Source code for astropy.stats.jackknife

# Licensed under a 3-clause BSD style license - see LICENSE.rst

from __future__ import annotations

from typing import TYPE_CHECKING

import numpy as np

if TYPE_CHECKING:
    from collections.abc import Callable
    from typing import TypeVar

    from numpy.typing import NDArray

    DT = TypeVar("DT", bound=np.generic)

__all__ = ["jackknife_resampling", "jackknife_stats"]
__doctest_requires__ = {"jackknife_stats": ["scipy"]}



[docs]
def jackknife_resampling(data: NDArray[DT]) -> NDArray[DT]:
    """Performs jackknife resampling on numpy arrays.

    Jackknife resampling is a technique to generate 'n' deterministic samples
    of size 'n-1' from a measured sample of size 'n'. Basically, the i-th
    sample, (1<=i<=n), is generated by means of removing the i-th measurement
    of the original sample.

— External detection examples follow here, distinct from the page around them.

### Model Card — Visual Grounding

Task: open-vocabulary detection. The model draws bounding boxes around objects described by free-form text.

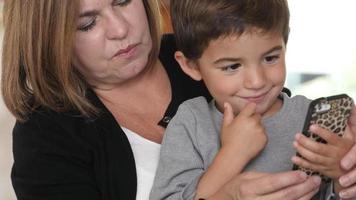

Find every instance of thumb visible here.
[223,102,234,127]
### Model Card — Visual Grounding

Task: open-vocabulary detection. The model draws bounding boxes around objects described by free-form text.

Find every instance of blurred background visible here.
[0,0,356,200]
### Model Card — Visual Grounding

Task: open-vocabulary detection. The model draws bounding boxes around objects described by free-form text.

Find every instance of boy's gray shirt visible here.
[150,94,340,200]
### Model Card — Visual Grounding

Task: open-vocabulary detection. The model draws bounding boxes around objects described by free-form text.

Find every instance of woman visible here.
[1,0,356,200]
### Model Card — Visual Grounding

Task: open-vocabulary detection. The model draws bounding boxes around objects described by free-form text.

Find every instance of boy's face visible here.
[195,31,286,115]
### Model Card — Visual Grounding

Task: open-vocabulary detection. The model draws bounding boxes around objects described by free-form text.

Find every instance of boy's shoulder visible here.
[172,96,213,122]
[282,93,311,113]
[178,96,209,110]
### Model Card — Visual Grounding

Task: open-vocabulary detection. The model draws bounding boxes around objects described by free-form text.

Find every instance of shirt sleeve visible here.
[11,113,102,200]
[150,106,204,200]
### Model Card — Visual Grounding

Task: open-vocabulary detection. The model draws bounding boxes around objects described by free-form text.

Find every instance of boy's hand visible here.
[292,125,354,179]
[221,103,267,159]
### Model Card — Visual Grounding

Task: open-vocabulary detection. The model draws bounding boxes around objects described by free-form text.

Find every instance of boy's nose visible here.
[244,66,266,89]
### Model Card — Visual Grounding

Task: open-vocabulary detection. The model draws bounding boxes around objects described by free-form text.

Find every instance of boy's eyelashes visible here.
[264,54,280,64]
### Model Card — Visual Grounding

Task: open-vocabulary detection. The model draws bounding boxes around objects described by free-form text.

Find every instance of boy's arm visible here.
[195,103,267,199]
[292,125,354,192]
[149,104,209,199]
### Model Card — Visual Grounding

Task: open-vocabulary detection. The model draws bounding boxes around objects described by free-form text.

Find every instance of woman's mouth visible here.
[113,44,138,59]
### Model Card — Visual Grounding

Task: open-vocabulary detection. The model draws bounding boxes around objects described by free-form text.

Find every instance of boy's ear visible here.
[174,51,202,81]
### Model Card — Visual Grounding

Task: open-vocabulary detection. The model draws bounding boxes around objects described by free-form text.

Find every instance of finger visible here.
[292,156,328,171]
[293,133,333,159]
[348,105,356,138]
[343,125,356,141]
[223,102,234,127]
[310,125,340,145]
[298,188,319,200]
[262,176,321,199]
[340,144,356,170]
[349,105,356,127]
[239,103,256,117]
[246,171,307,195]
[339,185,356,199]
[339,165,356,187]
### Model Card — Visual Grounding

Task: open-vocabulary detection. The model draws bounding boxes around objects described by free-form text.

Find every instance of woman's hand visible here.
[339,106,356,198]
[209,171,321,200]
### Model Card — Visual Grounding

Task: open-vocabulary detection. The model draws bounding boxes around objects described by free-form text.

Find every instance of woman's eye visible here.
[77,18,96,32]
[221,63,241,72]
[264,55,279,64]
[112,0,131,6]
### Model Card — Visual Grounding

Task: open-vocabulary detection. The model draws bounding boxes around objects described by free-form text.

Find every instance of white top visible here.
[121,127,161,200]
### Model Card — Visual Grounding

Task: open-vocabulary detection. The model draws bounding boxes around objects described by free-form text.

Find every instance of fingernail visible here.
[309,124,317,131]
[339,176,349,187]
[295,133,301,140]
[341,159,351,170]
[299,172,308,180]
[339,191,349,199]
[311,176,321,186]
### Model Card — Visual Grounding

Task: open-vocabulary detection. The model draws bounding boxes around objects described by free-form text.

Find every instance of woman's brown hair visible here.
[1,0,160,121]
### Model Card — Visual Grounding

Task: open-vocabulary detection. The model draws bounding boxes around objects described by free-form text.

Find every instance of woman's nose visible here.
[106,11,129,40]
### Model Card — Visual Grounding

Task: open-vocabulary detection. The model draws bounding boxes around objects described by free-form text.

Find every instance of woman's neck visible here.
[94,62,172,143]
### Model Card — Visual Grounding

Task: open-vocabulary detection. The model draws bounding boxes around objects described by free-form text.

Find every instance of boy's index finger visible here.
[239,103,257,117]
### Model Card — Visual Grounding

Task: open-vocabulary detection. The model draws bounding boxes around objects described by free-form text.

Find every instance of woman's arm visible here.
[11,114,102,200]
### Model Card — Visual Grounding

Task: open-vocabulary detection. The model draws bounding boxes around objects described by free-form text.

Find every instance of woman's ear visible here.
[174,51,202,81]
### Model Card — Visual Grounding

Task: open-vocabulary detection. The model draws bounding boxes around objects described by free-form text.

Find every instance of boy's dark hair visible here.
[171,0,289,60]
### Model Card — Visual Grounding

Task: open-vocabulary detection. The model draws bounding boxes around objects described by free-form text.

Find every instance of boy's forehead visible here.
[199,31,285,61]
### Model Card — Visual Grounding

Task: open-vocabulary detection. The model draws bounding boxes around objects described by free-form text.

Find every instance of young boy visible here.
[150,0,353,200]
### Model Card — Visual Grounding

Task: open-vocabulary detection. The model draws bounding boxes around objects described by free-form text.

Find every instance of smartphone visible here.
[293,94,353,182]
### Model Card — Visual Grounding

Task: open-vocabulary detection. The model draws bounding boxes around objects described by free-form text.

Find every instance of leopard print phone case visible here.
[293,94,353,182]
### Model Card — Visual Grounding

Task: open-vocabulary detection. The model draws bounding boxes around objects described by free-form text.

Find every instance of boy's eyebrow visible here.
[263,45,283,56]
[214,57,241,64]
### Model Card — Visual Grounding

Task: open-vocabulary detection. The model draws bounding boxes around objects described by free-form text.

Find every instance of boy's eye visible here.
[221,63,241,72]
[112,0,131,6]
[264,55,279,64]
[77,17,96,32]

Like the bootstrap resampling, this statistical
    technique finds applications in estimating variance, bias, and confidence
    intervals.

    Parameters
    ----------
    data : ndarray
        Original sample (1-D array) from which the jackknife resamples will be
        generated.

    Returns
    -------
    resamples : ndarray
        The i-th row is the i-th jackknife sample, i.e., the original sample
        with the i-th measurement deleted.

    References
    ----------
    .. [1] McIntosh, Avery. "The Jackknife Estimation Method".
        <https://arxiv.org/abs/1606.00497>

    .. [2] Efron, Bradley. "The Jackknife, the Bootstrap, and other
        Resampling Plans". Technical Report No. 63, Division of Biostatistics,
        Stanford University, December, 1980.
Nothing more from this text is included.